Your case is no different from that of the long-suffering Israelites in Egyptian bondage. Just because the fulfillment of God’s promise of deliverance drew nearer, their suffering grew worse and worse, as Deacon Stephen points out in Acts 7:

“But as the time was drawing near, of the promise which God had sworn to Abraham, the people grew and multiplied in Egypt,

“until another king arose who did not know Joseph.

“Dealing subtly with our race, this one oppressed our fathers, causing their infants to be exposed, so as not to be left alive.

“In this time Moses was born, and was beautiful to God…” (vv. 17-20 Modern King James Version MKJV).

Likewise, your breakthrough is around the corner—it’s about to break out of your worsening travail! The faithful God, who has brought you to the moment of birth, will make you deliver.  In case you have forgotten in all your needless anxiety (Phil. 4:6-7), He has the singular ingenuity for bringing riches out of hardships: “Thou hast caused men to ride over our heads; we went through fire [trials] and through water [troubles]; but Thou broughtest us out into a wealthy place” (Ps 66:12).

Meanwhile your enemies who gloated over your so-called ‘misfortune’ (for there is no such thing as misfortune for those of us who love God and are called according to His purpose, Rom. 8:28) will be laughing on the other side of their faces! They will soon realize they had gathered against you to no avail. Be encouraged by the Word of God in Isa. 8:9-10:

“Associate yourselves, O ye people, and ye shall be broken in pieces; and give ear, all ye of far countries: gird yourselves, and ye shall be broken in pieces; gird yourselves, and ye shall be broken in pieces.

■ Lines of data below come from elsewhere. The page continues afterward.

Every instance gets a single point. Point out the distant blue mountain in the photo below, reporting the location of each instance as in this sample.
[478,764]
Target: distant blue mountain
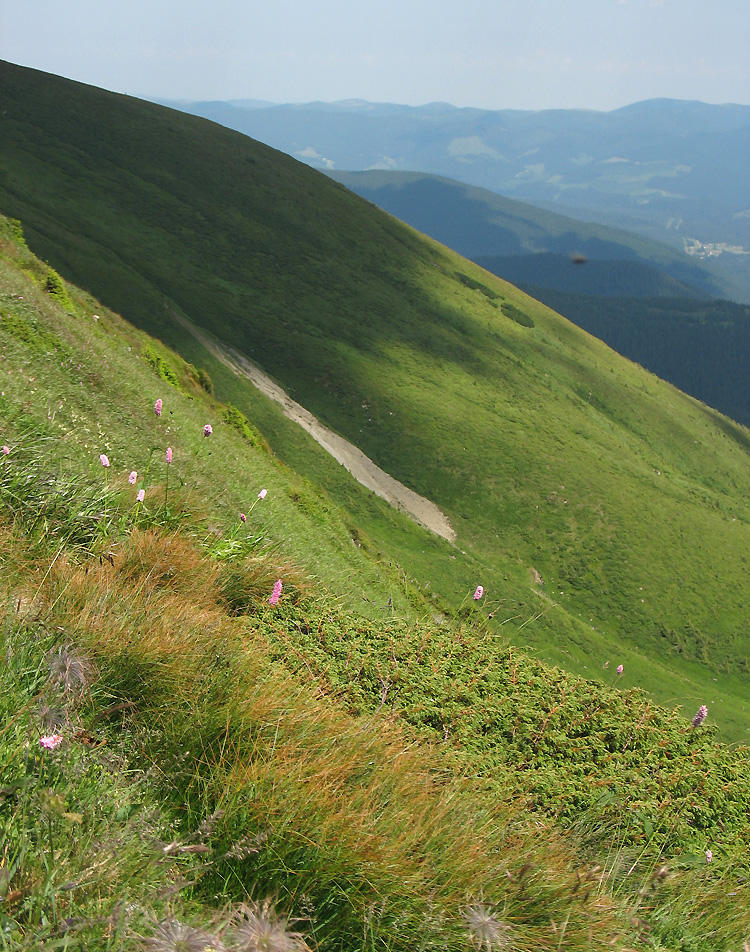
[670,169]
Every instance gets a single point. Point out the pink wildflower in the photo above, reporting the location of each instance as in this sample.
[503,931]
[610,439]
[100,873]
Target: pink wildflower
[276,594]
[50,742]
[700,716]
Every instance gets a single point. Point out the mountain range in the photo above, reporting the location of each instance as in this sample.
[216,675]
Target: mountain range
[246,696]
[670,169]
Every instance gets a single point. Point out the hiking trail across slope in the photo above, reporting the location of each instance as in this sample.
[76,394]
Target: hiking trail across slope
[361,467]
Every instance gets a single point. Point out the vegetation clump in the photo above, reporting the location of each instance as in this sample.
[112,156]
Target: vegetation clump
[202,745]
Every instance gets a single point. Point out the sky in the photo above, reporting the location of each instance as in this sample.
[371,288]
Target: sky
[492,54]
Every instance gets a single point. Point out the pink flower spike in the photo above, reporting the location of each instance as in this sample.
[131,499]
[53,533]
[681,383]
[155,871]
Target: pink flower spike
[50,742]
[701,715]
[276,594]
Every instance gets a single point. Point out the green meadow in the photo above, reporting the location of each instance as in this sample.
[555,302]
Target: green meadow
[604,512]
[187,763]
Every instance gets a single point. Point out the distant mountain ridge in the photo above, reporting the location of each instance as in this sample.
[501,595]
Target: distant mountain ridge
[604,512]
[669,169]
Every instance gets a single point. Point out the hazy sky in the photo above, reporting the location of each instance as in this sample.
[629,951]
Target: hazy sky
[520,54]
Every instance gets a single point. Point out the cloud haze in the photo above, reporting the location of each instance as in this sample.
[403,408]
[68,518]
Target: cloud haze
[490,53]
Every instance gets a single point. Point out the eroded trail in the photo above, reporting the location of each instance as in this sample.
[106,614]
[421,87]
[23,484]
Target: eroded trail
[361,467]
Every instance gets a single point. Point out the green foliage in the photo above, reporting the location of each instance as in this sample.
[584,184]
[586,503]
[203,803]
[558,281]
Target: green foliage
[12,229]
[546,452]
[204,381]
[279,751]
[237,419]
[517,315]
[477,286]
[161,366]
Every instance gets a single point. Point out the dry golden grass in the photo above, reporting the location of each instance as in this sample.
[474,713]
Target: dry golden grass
[312,801]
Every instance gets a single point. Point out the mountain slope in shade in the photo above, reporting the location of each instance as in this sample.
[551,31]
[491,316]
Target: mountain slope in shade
[602,509]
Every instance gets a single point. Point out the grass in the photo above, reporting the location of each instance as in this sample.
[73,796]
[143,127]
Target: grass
[554,459]
[350,780]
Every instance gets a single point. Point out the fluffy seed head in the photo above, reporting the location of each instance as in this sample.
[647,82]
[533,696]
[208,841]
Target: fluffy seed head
[259,928]
[486,931]
[175,936]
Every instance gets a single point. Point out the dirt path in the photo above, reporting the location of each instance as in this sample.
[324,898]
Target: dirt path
[361,467]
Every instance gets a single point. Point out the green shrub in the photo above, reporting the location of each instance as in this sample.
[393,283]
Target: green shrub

“Take counsel together, and it shall come to nought; speak the word, and it shall not stand: for God is with us”.

Know for certain, child of God, that the heavenly Father has not destined you for wrath (like your persecutors and detractors) but to obtain salvation through the Lord Jesus Christ (Thess. 5:9).  For this reason, your night of affliction is only for a moment, “but joy cometh in the morning” (Ps 30:5)!

If so, you are never truly weak, for when you are weak and assailed by the enemy, it’s an opportunity for God to display His infinite power in you. Therefore rejoice that you encounter trials (Jam. 1:2); those trials furnish God with golden opportunities to demonstrate His power and glory in you. And He will so bless you that you will be surprised—as Zion was—at what His power is able to accomplish in you—an otherwise weak, pitiful and helpless fellow:

“Lift up your eyes around and see; they all gather, they come to you. As I live, declares the LORD, you shall put them all on as an ornament; you shall bind them on as a bride does.

“’Surely your waste and your desolate places and your devastated land– surely now you will be too narrow for your inhabitants, and those who swallowed you up will be far away.

“The children of your bereavement will yet say in your ears: ‘The place is too narrow for me; make room for me to dwell in.’

“Then you will say in your heart: ‘Who has borne me these? I was bereaved and barren, exiled and put away, but who has brought up these? Behold, I was left alone; from where have these come?'” (Isa. 49:18-21 ESV).

Such is the wonderful result of making God your strength in your hour of weakness and of trial. He is able to accomplish in you more than you could ever consider or imagine possible (Eph. 3:20; 1 Cor. 2:9). Trust in Him at all times, especially in your hour of need, and you will give personally testify that He alone “doeth great wonders” (Ps 136:4). Halleluiah!